Addressing the challenge of balancing security and efficiency when deploying machine learning systems in untrusted environments, such as federated learning, remains a critical concern. A promising strategy to tackle this issue involves optimizing the performance of fully homomorphic encryption (HE). Recent research highlights the efficacy of advanced caching techniques, such as Rache, in significantly enhancing the performance of HE schemes without compromising security. However, Rache is constrained by an inherent limitation: its performance overhead is heavily influenced by the characteristics of plaintext models, specifically exhibiting a caching time complexity of $\mathcal{O}(N)$, where $N$ represents the number of cached pivots based on specific radixes. This caching overhead becomes impractical for handling large-scale data. In this study, we introduce a novel \textit{constant-time} caching technique that is independent of any parameters. The core concept involves applying scalar multiplication to a single cached ciphertext, followed by the introduction of a completely new and constant-time randomness. Leveraging the inherent characteristics of constant-time construction, we coin the term ``Smuche'' for this innovative caching technique, which stands for Scalar-multiplicative Caching of Homomorphic Encryption. We implemented Smuche from scratch and conducted comparative evaluations against two baseline schemes, Rache and CKKS. Our experimental results underscore the effectiveness of Smuche in addressing the identified limitations and optimizing the performance of homomorphic encryption in practical scenarios.

翻译：在不可信环境（如联邦学习）中部署机器学习系统时，平衡安全性与效率始终是核心挑战。
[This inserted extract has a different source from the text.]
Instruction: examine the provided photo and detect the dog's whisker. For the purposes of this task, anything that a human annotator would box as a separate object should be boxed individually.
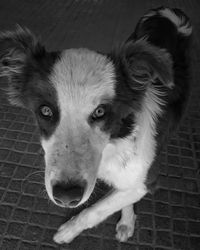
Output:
[20,170,44,193]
一种有前景的解决方案是通过优化全同态加密（HE）性能来应对该问题。近期研究表明，Rache等高级缓存技术能在不牺牲安全性的前提下显著提升HE方案的性能。然而，Rache存在固有缺陷：其性能开销严重受明文模型特征影响，具体表现为基于特定基数的缓存时间复杂度为$\mathcal{O}(N)$（其中$N$为缓存枢轴数量）。这种缓存开销在处理大规模数据时变得不可实际。本研究提出了一种与任何参数无关的新型\textit{常数时间}缓存技术，核心思想是对单个缓存密文执行标量乘法运算，随后引入全新的常数时间随机性。基于常数时间构造的固有特性，我们将该创新缓存技术命名为"Smuche"（同态加密的标量乘法缓存）。我们从头实现了Smuche，并与Rache和CKKS两种基线方案进行了对比评估。实验结果证明了Smuche在解决上述局限性及优化实际场景中同态加密性能方面的有效性。